She points out that children readily believe in things their parents tell them, from the tooth fairy to Santa.
Parents are their children’s greatest support system. Growing up, a child leans on their parents and learns everything from them. The child may also acknowledge and identify himself by what his parents describe him to be. It is what shapes a child’s belief and self-esteem, what makes them confident and realize their self-worth in the long run. Michelle Jones—who goes by @michellejones.g on TikTok—shared a video on how it is important to believe in one’s child and reflect the same to them. As a mom who stands for body neutrality and positive parenting, she shares several videos spreading awareness about the lesser-known aspects of child behavior.
In her video with her son, the mom stressed the need to communicate with children and let them know that they are capable and worthy of respect. She shared in the voiceover, “If you tell a child that a tooth fairy will come and pick his tooth up, he believes you. If you tell him Santa Claus will come flying on a sleigh on Christmas, he believes you.” Jones continued to point out relatable examples where children learn and accept several statements to be true simply because their parents said so. She continued, “If you tell him, there is treasure at the end of the rainbow, he believes you.”
Jones then comes to the final point of the video and begins mentioning that whatever you feed your child, will become a determining factor in their confidence. “If you tell him he is dumb, lazy or useless, he believes you.” The mom was bringing forth the realization that everything one says to their child holds truth in the child’s eyes and it will affect their thought process and growth. “So tell him that he is intelligent, beautiful, courageous and capable and he will also believe you,” Jones concluded. The child will now believe all these things as well, build his self-esteem and face life with those attributes in mind.
Reposting the same on her Instagram account, Jones added to the video in her caption. She said, “I knew I had to post it here too in hopes that you keep remembering that what your kids hear and see is a reflection of what you say and do.” She added, “Make them believe they are good for nothing and they will believe it. Make them believe they are wonderful and amazing and they will believe it. The choice is yours.” Several parents agreed to this ideology, while it served as an eye-opener for others.

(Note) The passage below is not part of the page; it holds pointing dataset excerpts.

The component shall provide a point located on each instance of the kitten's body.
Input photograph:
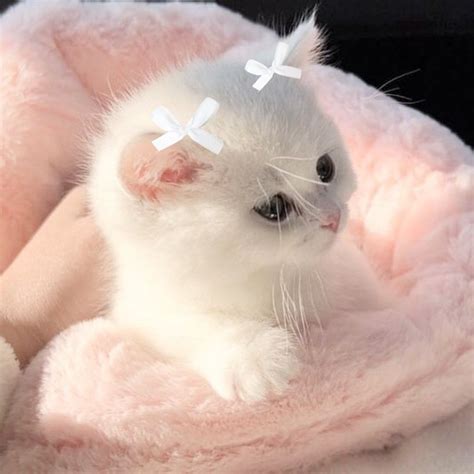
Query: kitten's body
(200, 276)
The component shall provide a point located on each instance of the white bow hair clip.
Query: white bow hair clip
(277, 67)
(176, 132)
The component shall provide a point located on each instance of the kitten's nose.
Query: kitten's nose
(331, 220)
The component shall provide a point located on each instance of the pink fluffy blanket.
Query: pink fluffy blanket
(93, 401)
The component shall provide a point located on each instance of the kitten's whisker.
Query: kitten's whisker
(293, 315)
(398, 77)
(304, 321)
(275, 311)
(313, 304)
(293, 158)
(283, 306)
(302, 178)
(304, 202)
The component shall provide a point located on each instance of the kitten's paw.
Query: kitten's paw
(251, 365)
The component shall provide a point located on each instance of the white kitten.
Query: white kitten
(212, 252)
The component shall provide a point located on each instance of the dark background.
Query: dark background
(381, 39)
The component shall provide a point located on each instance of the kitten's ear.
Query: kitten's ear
(146, 172)
(306, 44)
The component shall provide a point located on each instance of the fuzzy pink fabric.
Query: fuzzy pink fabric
(93, 401)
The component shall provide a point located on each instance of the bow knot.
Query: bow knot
(277, 67)
(176, 132)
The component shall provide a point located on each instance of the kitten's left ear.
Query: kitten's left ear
(306, 44)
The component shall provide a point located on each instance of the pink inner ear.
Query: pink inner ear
(144, 170)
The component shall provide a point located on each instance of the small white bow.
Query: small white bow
(176, 132)
(277, 67)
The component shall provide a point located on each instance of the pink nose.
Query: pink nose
(331, 221)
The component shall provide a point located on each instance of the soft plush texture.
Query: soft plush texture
(93, 401)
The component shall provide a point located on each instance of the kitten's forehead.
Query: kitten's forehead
(282, 119)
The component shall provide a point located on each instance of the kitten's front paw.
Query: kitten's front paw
(251, 365)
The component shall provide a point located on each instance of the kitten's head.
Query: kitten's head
(276, 193)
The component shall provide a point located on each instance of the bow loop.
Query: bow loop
(277, 67)
(176, 132)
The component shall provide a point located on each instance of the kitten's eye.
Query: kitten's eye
(325, 168)
(277, 209)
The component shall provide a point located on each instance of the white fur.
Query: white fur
(9, 372)
(200, 276)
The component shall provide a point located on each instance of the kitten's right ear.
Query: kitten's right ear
(146, 172)
(306, 44)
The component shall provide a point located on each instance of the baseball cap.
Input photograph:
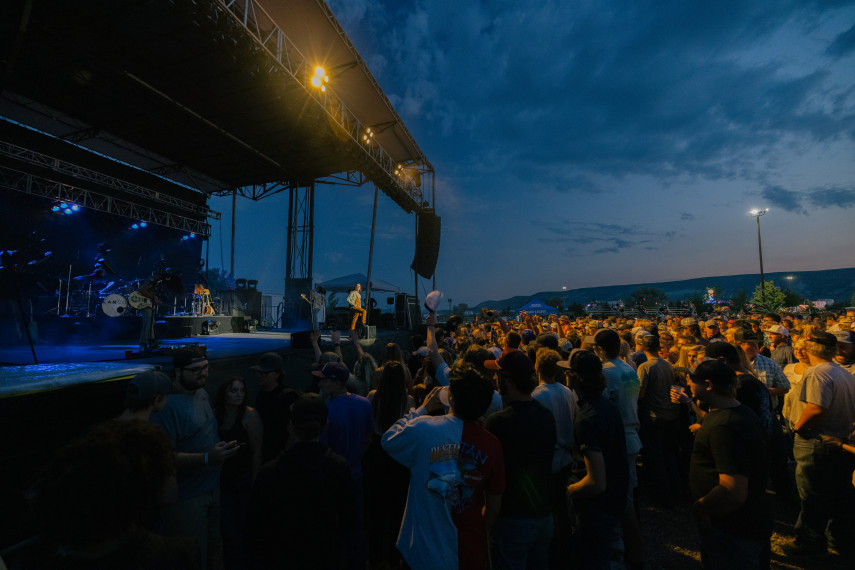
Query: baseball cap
(309, 408)
(334, 371)
(148, 385)
(823, 338)
(845, 336)
(514, 362)
(745, 335)
(778, 329)
(268, 362)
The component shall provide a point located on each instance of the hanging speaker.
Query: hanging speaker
(427, 244)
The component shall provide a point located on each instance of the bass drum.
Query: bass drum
(114, 305)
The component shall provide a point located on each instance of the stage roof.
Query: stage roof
(213, 95)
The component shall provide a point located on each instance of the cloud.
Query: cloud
(599, 237)
(833, 197)
(784, 199)
(640, 88)
(843, 44)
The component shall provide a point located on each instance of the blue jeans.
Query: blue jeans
(824, 480)
(522, 543)
(722, 550)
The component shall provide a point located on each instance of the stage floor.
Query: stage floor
(64, 365)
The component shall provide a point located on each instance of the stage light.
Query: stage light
(320, 78)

@everdaypda commented, “You must help kids understand themselves so they not only understand their strengths but also their struggles. If you don't, others will label their behavior as bad and they will believe they are bad. Positive identity building is everything!” @cjv.narciso added, “And if you tell them nothing, they’ll believe anything.” Other parents shared in the comments how they practice the same. @worldtravelers_mate said, “This is so true, I can see it in my 2-year-old, we always tell her how smart she is and this has helped her confidence.” @heygirl.itsnicole said, “We have neurodivergent children in our house. So now we compliment each other by saying, ‘I love how your brain works!’, ‘I love that you can see something different than I do.’ It has been fun encouragement.”